A new report, written by Analysys Mason on behalf of BII, finds that mobile services are less expensive and available to more people since STE launched its network in October 2022, after winning a mobile licence in May 2021 that sparked telecoms competition in the country for the first time (Vodafonewatch, #193, #200, and passim).
State-owned incumbent Ethio Telecom has reduced the price of mobile data packages by approximately 70% since 2017, while STE dropped prices by between 50% and 70% across its offerings in its first year of service, according to the report.
Before the Ethiopian government opened the market to competition, the country had the highest mobile data prices compared to the report’s six “benchmark” nations: Egypt, Kenya, Nigeria, Sudan, Tanzania, and Uganda.
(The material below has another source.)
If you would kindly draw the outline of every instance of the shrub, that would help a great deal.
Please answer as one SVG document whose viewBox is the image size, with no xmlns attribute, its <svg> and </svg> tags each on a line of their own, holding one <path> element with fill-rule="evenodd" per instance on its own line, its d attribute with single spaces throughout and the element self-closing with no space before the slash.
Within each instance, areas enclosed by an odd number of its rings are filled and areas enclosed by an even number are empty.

Today, data pricing is “in line” with these markets.
As for network availability, the report finds that 4G coverage has doubled in Ethiopia since STE entered the market, but it remains the lowest of the benchmarked countries.
As of the end of March, STE’s network had 2,806 sites covering 38% of the population, of which 1,466 sites were built by the operator and 1,340 are collocated through network sharing arrangements and leased from Ethio Telecom. The operator has said it is on track to meet its licence obligation of 55% population coverage by June 2024, but has not updated since that deadline passed.